HHS Office for Civil Rights Settles HIPAA Security Rule Failures for $950,000

July 2, 2024
Settlement with Heritage Valley Health System marks OCR’s third ransomware settlement as the agency sees 264% increase in large ransomware breaches since 2018.

The U.S. Department of Health and Human Services’ (HHS) Office for Civil Rights (OCR) announced a settlement with Heritage Valley Health System (Heritage Valley), which provides care in Pennsylvania, Ohio and West Virginia, concerning potential violations of the Health Insurance Portability and Accountability Act (HIPAA) Security Rule, following a ransomware attack. Ransomware and hacking are the primary cyber-threats in healthcare. Since 2018, there has been a 264% increase in large breaches reported to OCR involving ransomware attacks.

OCR’s investigation revealed multiple potential violations of the HIPAA Security Rule, including failures by Heritage Valley to: conduct a compliant risk analysis to determine the potential risks and vulnerabilities to electronic protected health information in its systems; implement a contingency plan to respond to emergencies, like a ransomware attack, that damage systems that contain electronic protected health information; and implement policies and procedures to allow only authorized users access to electronic protected health information.

Under the terms of the resolution agreement, Heritage Valley agreed to pay $950,000 and implement a corrective action plan that will be monitored by OCR for three years. Under the plan Heritage Valley will take a number of steps to resolve potential violations of the HIPAA Security Rule and protect the security of electronic protected health information, including:

  • Conduct an accurate and thorough risk analysis to determine the potential risks and vulnerabilities to the confidentiality, integrity, and availability of its electronic protected health information;
  • Implement a risk management plan to address and mitigate security risks and vulnerabilities identified in their risk analysis;
  • Review and develop, maintain, and revise, as necessary its written policies and procedures to comply with the HIPAA Rules; and
  • Train their workforce on their HIPAA policies and procedures.
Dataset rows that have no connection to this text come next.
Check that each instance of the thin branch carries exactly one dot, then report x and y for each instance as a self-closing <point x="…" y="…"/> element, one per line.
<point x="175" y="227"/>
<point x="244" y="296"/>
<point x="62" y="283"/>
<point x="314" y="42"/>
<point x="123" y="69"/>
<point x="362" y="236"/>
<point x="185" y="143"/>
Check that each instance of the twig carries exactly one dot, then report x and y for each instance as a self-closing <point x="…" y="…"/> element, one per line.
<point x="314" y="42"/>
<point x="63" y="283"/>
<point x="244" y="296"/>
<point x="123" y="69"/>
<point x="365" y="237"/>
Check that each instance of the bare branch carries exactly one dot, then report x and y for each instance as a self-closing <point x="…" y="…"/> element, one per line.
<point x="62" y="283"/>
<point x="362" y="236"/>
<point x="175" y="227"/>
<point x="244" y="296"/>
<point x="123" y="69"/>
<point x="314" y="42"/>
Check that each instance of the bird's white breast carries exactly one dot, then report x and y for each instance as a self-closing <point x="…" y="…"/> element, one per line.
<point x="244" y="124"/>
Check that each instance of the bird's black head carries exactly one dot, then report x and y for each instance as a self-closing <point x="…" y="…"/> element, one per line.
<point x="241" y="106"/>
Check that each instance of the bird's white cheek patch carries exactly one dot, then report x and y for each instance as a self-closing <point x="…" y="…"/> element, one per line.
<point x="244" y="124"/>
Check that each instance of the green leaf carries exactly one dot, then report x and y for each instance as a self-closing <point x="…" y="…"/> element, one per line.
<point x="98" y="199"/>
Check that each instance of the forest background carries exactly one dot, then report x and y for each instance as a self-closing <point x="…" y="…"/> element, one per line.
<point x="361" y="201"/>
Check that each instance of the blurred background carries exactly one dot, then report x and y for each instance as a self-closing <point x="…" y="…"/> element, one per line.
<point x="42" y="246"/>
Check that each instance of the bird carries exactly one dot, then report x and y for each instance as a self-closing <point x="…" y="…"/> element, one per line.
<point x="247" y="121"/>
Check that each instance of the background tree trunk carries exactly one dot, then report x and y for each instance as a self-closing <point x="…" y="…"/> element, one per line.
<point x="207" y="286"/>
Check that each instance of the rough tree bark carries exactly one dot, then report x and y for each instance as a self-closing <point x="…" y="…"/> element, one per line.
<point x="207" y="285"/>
OCR recommends healthcare providers, health plans, clearinghouses, and business associates that are covered by HIPAA take the following steps to mitigate or prevent cyber-threats:

  • Review all vendor and contractor relationships to ensure business associate agreements are in place as appropriate and address breach/security incident obligations.
  • Integrate risk analysis and risk management into business processes; conducted regularly and when new technologies and business operations are planned.
  • Ensure audit controls are in place to record and examine information system activity.
  • Implement regular review of information system activity.
  • Utilize multi-factor authentication to ensure only authorized users are accessing electronic protected health information (ePHI).
  • Encrypt ePHI to guard against unauthorized access to ePHI.
  • Incorporate lessons learned from incidents into the overall security management process.
  • Provide training specific to organization and job responsibilities and on regular basis; reinforce workforce members’ critical role in protecting privacy and security.